I’ve always had the opposite problem, the winter has always been a time to solve the problems I’ve had over the riding season. My program isn’t “do this workout for this amount of time”, it’s a leaning sequence. The motivation is the progress, as it always should be when learning something. Coaching myself has always worked well, I’ve always leaned a little more each winter and at 53 years of age I’m not much slower than I was in my 30’s. Coaching others has often failed for the three reasons above, so let’s get into that.
No set goals to work for: Most people go into the off-season wanting to ride better next year – that’s not a set goal. Over the winter that desire gets beaten out of you and you settle for being the same rider you were last year, just a year older. The solution is to set real goals, create your own training calendar and set up a step by step training process that gets you there.
A loss of motivation over the long winter: I’ve seen other training programs that are just time on the trainer – I couldn’t do that either! Riding on the road in the summer is fun, the scenery changes, you’re in control of your bike, there are challenges in front of you. Riding on a trainer is boring. Many attempts have been made to make it less boring, there are smart trainers that show you virtual roads you’re riding and change the resistance… Has anyone ever mistaken this for actually riding their bike???

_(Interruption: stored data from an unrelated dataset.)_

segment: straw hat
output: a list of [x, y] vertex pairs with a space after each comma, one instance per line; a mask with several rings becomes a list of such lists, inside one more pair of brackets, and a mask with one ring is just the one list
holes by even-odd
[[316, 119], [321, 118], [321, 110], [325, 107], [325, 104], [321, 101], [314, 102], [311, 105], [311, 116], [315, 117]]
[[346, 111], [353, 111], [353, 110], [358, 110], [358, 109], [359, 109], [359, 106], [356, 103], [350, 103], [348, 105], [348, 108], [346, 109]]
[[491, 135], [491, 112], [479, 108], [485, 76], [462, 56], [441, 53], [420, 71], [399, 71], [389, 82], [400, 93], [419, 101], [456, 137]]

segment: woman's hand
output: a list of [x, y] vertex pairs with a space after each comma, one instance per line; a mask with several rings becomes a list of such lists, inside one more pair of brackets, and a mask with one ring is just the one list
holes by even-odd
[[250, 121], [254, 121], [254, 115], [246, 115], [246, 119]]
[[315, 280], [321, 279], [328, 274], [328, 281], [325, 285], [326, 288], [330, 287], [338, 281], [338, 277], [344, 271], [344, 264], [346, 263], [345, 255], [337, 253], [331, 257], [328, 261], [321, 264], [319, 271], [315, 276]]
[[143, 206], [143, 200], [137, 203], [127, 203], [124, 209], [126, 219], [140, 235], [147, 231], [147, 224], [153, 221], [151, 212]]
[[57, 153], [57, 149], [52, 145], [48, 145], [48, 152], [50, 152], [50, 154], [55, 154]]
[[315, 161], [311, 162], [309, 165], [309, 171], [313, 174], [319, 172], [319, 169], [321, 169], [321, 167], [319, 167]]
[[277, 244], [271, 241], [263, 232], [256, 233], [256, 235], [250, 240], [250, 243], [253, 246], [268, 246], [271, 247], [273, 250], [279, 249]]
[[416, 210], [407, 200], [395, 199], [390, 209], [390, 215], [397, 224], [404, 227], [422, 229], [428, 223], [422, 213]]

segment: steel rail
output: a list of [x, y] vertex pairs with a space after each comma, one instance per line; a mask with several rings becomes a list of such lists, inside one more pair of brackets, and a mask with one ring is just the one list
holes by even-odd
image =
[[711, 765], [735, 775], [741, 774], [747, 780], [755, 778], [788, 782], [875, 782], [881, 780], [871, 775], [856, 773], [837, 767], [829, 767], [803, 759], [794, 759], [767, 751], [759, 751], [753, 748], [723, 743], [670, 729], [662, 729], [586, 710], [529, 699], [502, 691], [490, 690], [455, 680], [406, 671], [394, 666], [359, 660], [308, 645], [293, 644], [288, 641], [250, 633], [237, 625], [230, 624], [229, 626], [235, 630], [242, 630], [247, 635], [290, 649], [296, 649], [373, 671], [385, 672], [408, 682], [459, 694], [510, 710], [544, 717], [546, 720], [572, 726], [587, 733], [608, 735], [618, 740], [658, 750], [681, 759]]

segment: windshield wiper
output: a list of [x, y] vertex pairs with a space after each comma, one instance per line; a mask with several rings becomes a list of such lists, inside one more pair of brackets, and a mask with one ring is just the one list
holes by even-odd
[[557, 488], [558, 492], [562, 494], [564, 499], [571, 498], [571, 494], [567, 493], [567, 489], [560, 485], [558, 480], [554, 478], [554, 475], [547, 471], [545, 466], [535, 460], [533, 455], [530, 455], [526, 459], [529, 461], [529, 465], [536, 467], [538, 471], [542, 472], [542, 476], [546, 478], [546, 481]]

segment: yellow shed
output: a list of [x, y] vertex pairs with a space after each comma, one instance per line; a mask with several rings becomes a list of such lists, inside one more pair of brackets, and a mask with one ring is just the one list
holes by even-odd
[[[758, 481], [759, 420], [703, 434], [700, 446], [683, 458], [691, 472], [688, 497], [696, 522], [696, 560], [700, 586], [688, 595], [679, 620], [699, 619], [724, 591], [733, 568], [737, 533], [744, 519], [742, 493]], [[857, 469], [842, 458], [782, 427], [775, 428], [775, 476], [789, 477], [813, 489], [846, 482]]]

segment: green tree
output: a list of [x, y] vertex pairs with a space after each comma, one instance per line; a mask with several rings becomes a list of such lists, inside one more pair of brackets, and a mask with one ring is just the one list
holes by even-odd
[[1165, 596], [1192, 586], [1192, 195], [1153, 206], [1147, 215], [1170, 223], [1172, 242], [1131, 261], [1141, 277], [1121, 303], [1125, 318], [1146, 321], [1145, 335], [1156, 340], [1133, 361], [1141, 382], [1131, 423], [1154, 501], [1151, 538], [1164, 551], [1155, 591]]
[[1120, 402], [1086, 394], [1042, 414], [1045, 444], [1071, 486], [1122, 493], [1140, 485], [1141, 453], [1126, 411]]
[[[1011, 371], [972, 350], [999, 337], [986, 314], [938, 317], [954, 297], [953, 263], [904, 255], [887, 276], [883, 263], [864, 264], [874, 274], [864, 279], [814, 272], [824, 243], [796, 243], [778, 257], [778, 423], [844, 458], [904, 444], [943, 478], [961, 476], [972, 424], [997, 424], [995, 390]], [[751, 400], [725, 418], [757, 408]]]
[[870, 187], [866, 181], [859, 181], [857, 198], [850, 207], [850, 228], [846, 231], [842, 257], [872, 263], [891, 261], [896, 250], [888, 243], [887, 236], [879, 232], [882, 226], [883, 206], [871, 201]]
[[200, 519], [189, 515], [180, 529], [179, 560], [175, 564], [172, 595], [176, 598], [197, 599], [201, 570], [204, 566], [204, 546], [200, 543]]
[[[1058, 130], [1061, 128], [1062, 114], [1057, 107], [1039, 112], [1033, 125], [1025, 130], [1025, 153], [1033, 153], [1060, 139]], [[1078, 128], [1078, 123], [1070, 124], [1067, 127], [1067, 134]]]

I approach any skill as either time to learn or time to perform. In learning to play piano, there is learning time (scales, chord progressions and endless repetition) and then there’s playing time – that’s the fun part. I don’t mind the learning part because I can always see progress. A winter training program has to offer the same thing.
Your fitness level can’t be your motivation. First, there’s no clear indication of fitness. You could go by heart rate, power output, body weight or just how you feel, but there’s no way of knowing from day to day if it’s going up or down. People put down grass seed because they want a nice lawn next year, nobody gets excited by watching it grow…
No clear path to become that better rider: This is where I come in. Almost everybody learns how to balance a bike and borrow a skill set from walking, and they think they know how to pedal. If you already know how to pedal, a winter training program is just a lot of pedaling. What if you don’t know how to pedal? It sounds crazy, but how is it that so many people can pedal a bike without having to learn a skill set? Perhaps you’re not doing it as well as you think…
My basic program is set up as a basic block diagram of the skills and strengths that go into making a good rider. I recognize that no two people have the same training calendar, the idea is to fit that diagram into your winter, without skipping steps. I’ve been doing the same program for the past 25 years, I still get excited as I see myself progressing towards good form.